The case is emblematic of the racial inequality in America, Crump argues. If a law abiding man, who was a police officer, can be pulled over for Driving While Black, “what chance do our little Black boys and girls have for getting pulled over indiscriminately for Driving While Black? That’s what compelled me to get involved so that I could try to use whatever platform I have to right this terrible injustice.”
Howard’s shooting occurred about 12:45 a.m. on a cold and brisk day in February 2005 during a traffic stop on Chicago’s West Side. What happened next represents the heart of the case: Police say Morgan, who was on the way home, opened fire with his service weapon when officers tried to arrest him, which caused them to shoot him 28 times.
But an independent eyewitness testified during his first trial in 2007 that Morgan never fired a weapon, according to a petition at Change.org. At the time, Howard was charged with four counts of attempted first-degree murder, three counts of aggravated battery with a firearm and one count of aggravated discharge of a firearm.
“He had no gunshot residue on his hand, and they could not find the White officer’s bullet proof vest that they said Mr. Morgan fired the bullet in to,” Crump said. “We’re just supposed to take the word of the four White police officers? That’s really troubling and so is the fact that he did not have any gunshot residue on his hand. It’s also telling that he never fired his gun.”
Crump said that police destroyed Morgan’s van, which had more than 100 shots in it and they didn’t collect any of the bullet casings from the police officers. “The one thing we do know is that the four officers fired over 100 shots,” he said. “Twenty eight of them hit Mr. Morgan, 21 in the back, seven in the front.
A jury acquitted Morgan of the two counts of aggravated battery as well as the count of aggravated discharge of a firearm. The jury, however, was hung on the other five remaining counts, after which Judge Clayton Crane, the presiding judge, declared a mistrial.

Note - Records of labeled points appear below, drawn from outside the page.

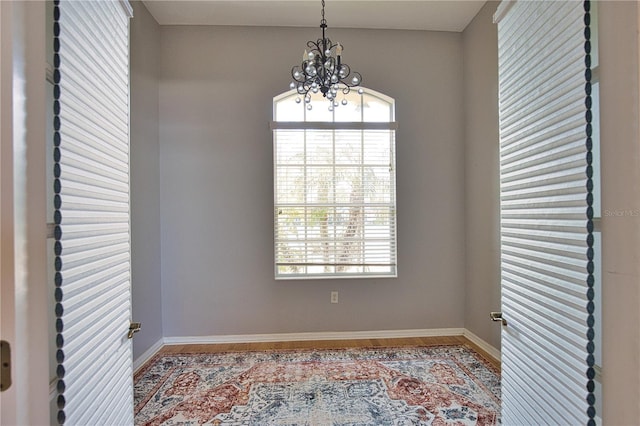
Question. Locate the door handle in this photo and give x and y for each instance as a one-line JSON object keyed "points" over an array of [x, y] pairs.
{"points": [[5, 366], [134, 327], [497, 316]]}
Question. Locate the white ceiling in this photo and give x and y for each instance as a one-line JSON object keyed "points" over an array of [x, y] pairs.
{"points": [[442, 15]]}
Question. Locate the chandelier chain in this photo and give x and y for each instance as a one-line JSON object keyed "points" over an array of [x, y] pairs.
{"points": [[323, 71]]}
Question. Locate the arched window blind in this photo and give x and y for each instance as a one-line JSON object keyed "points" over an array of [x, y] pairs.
{"points": [[334, 187], [92, 238], [546, 183]]}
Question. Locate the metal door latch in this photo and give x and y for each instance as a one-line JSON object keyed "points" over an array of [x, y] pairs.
{"points": [[134, 327], [497, 316], [5, 365]]}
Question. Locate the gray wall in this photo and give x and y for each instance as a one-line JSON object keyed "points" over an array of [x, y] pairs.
{"points": [[145, 179], [482, 185], [216, 91], [619, 50]]}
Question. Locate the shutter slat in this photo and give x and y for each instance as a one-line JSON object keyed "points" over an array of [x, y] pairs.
{"points": [[543, 209], [93, 259]]}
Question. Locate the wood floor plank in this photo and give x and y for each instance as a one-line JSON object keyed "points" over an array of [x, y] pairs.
{"points": [[330, 344]]}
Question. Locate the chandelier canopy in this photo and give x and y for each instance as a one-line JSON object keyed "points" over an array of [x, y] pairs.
{"points": [[322, 70]]}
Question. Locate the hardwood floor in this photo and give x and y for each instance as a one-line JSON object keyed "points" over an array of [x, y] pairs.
{"points": [[332, 344]]}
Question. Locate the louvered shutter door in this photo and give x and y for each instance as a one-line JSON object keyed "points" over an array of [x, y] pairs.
{"points": [[546, 253], [91, 153]]}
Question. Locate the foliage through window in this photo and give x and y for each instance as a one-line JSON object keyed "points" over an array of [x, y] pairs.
{"points": [[334, 187]]}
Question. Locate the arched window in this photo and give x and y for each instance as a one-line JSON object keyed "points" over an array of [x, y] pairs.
{"points": [[334, 186]]}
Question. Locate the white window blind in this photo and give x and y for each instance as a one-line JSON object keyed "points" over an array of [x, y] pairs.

Howard was tried in 2012 on the remaining charges and convicted.
Assistant State’s Attorney Dan Groth described Howard as a “sociopath” for trying to murder four uniformed police officers, according to the Chicago Sun-Times.
The double jeopardy law, as outlined in the 5th Amendment of the U.S. Constitution, restricts government from re-litigating against the same defense, even if the jury is hung on other counts, Finkle and advocates argue. As a result, Morgan should never have been tried a second time in 2012. Never mind the fact, Rosalind Morgan argues, that there was insufficient evidence to sustain a conviction.

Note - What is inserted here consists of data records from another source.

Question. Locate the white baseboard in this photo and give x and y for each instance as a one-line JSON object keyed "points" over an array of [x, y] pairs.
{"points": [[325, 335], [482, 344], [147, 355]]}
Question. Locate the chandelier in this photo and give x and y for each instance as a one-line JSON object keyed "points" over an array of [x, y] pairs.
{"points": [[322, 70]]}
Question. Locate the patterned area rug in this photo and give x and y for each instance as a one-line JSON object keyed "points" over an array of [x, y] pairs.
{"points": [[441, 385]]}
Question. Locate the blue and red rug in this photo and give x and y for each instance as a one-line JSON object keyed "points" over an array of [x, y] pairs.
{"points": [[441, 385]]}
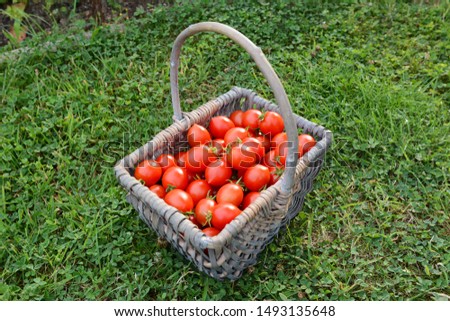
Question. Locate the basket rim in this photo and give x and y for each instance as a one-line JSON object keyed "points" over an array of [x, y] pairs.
{"points": [[138, 190]]}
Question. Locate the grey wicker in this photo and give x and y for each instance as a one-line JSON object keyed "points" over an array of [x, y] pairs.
{"points": [[228, 254]]}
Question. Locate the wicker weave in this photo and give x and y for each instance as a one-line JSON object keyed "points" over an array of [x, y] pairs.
{"points": [[228, 254]]}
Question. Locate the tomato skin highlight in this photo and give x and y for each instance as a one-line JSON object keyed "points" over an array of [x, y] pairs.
{"points": [[218, 173], [219, 125], [158, 190], [203, 211], [165, 161], [198, 135], [175, 177], [223, 214], [256, 177], [230, 193], [198, 189], [249, 198], [148, 171], [180, 200], [271, 124]]}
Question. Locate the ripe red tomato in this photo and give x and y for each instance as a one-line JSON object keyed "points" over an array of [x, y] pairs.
{"points": [[180, 200], [218, 173], [158, 190], [275, 174], [210, 231], [237, 118], [278, 139], [181, 159], [250, 119], [198, 158], [203, 211], [219, 125], [198, 190], [166, 161], [149, 171], [198, 135], [271, 124], [248, 199], [254, 147], [223, 214], [230, 193], [235, 134], [256, 177], [239, 158], [305, 143], [175, 177]]}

“They had to concoct this story to justify their actions,” she said. “They cannot justify it. The witness said they had him down on his knees and his hands behind his back. And they were shooting him.”

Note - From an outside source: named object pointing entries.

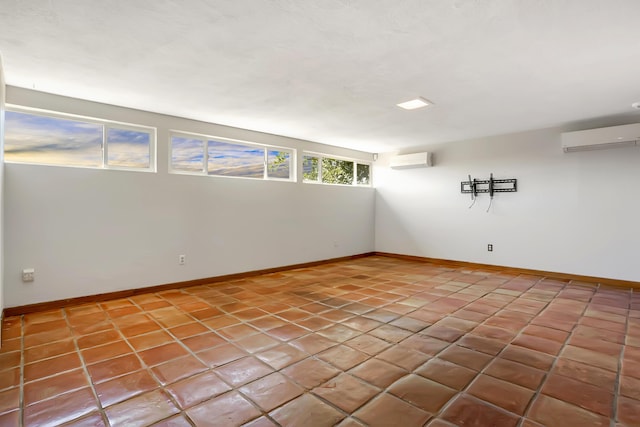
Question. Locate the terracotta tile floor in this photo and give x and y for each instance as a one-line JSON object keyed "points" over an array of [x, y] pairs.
{"points": [[374, 341]]}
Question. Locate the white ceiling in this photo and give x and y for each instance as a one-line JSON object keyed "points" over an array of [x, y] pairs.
{"points": [[332, 71]]}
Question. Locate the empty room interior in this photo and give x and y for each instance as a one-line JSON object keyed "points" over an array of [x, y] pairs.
{"points": [[298, 213]]}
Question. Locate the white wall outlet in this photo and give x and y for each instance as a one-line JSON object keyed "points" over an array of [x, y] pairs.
{"points": [[28, 274]]}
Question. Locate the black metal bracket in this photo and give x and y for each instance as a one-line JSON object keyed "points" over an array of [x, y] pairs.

Further, the destruction of evidence, withholding of evidence, and lack of evidence gathered did not allow Morgan the due process of law afforded him under the 14th Amendment, advocates argue.
“Why does the justice system want to kill Howard Morgan?” Crump said. “The 28 bullets weren’t enough to kill him, but the bullets fired from the courtroom just might. Why are the rules different when it’s our brothers and sisters? We want to believe that the system works fairly for everybody, but we keep seeing so many blatant examples of injustice that we have to question does the system apply to us equally?
“It would be a shame if Howard Morgan does not get out of prison and the unimaginable happened that he died in prison,” Crump continued. “That would be the biggest injustice that I can think of. It would be the height of calumny.”